Data Cleaning Tutorial (2020) | Cleaning Data With Python and Pandas
This data cleaning tutorial will introduce you to Python’s Pandas Library in 2020.
Get access to my complete data cleaning course for $79 (normal price $297) – LIMITED TIME OFFER
✅ Data Wrangling with Python – https://bit.ly/3b6Luz6
✅Subscribe for even more Data Science tutorials!
✅Check out our website for the best Data Science tips in 2020:
✅Follow us on Twitter!
Error handling in Python: https://docs.python.org/3/tutorial/errors.html
Matt Brems material on missing values: https://github.com/matthewbrems/ODSC-missing-data-may-18/blob/master/Analysis%20with%20Missing%20Data.pdf
It’s the start of a new project and you’re excited to apply some machine learning models.

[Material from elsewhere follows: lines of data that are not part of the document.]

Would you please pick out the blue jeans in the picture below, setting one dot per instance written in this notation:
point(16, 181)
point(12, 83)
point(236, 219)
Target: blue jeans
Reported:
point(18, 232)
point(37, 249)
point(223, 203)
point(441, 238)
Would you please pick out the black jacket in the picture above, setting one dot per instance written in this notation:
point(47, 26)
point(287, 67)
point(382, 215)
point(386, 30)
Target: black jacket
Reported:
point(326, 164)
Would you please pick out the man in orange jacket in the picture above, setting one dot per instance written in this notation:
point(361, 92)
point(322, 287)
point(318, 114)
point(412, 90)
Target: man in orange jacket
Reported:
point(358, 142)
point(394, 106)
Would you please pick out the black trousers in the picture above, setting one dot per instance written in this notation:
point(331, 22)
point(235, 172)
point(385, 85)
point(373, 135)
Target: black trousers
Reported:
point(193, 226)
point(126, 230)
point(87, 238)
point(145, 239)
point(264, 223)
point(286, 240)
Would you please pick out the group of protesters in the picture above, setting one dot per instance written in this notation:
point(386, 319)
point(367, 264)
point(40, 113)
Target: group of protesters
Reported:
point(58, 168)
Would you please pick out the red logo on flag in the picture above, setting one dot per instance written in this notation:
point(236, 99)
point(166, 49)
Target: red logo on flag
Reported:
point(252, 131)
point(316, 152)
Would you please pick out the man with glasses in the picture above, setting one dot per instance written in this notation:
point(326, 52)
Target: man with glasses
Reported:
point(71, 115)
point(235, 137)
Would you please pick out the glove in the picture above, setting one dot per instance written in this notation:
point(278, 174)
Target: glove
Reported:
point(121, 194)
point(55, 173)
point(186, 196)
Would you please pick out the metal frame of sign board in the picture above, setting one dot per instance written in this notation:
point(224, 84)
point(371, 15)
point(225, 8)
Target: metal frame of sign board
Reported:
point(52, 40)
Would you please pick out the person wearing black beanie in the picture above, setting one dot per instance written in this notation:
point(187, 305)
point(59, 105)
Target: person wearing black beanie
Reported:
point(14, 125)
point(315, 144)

You take a look at the data and quickly realize it’s an absolute mess.
According to IBM Data Analytics you can expect to spend up to 80% of your time on a project cleaning data.
There’s all different types of messy data, but today we’re going to focus on one of the most common, missing values.
We’ll take a look at standard types that Pandas recognizes out of the box.
Next we’ll take a look at some non-standard types. These are inputs that Pandas won’t automatically recognize as missing values.
After that we’ll take a look at unexpected types. Let’s say you have a column of names that contains a 12, technically that’s a missing value.
After we’ve finished detecting missing values we’ll learn how to summarize and do simple replacements.